New research reveals how the speed of ocean currents and the shape of the seabed influence the amount of heat flowing underneath Antarctic ice shelves, contributing to melting.
Scientists at the University of East Anglia (UEA) used an autonomous underwater vehicle to survey beneath the Dotson Ice Shelf in the Amundsen Sea, an area of rapid glacial ice loss largely due to increasing ocean heat around and below ice shelves.
The circulation of warm water and the heat transport within ice shelf cavities - significant areas beneath ice shelves - remains mostly unknown. To address this the team collected data from over 100 kilometres of dive tracks the underwater robot made along the seabed in the Dotson cavity.
The findings are published today in the journal Ocean Sciences.

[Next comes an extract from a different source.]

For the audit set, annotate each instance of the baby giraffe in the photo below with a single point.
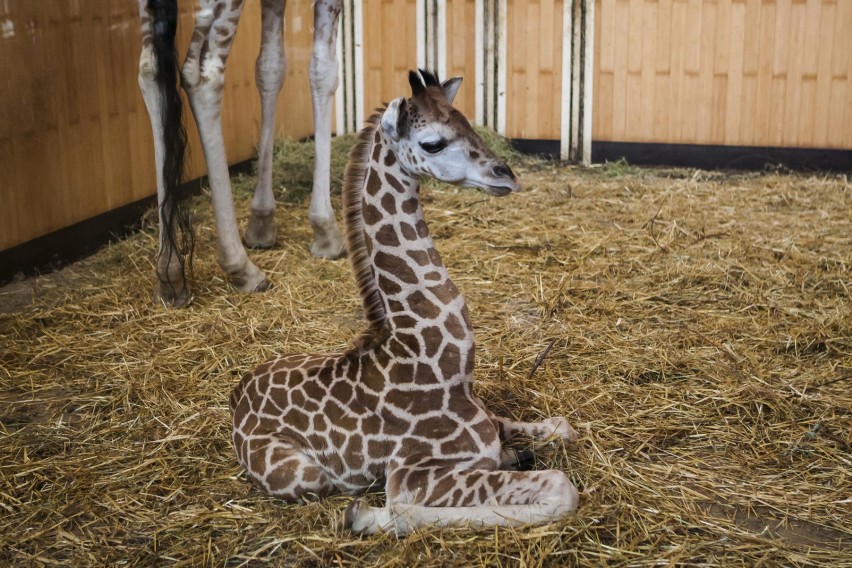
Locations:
(398, 408)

Lead author Dr Maren Richter, from UEA's Centre for Ocean and Atmospheric Sciences, said: "Upward transport of deep warm water to the shallower ice-ocean boundary in ice shelf cavities is what drives melting at the underside of the ice shelf. This melting makes the ice shelf thinner, and therefore less strong.
"We found that while there is mixing of warm water with other, cooler, water, under the Dotson Ice Shelf most of the warm water is not mixed upward. Instead, it flows horizontally to the grounding line, the point where the glacier loses contact with the seabed and starts to float.
"This means that the water stays warm all the way to the grounding line, where it can melt the glacier directly. This can cause the glacier to retreat, speed up and lose more ice into the ocean. Together, the retreat, increased speed, and increased melt contribute to sea level rise globally."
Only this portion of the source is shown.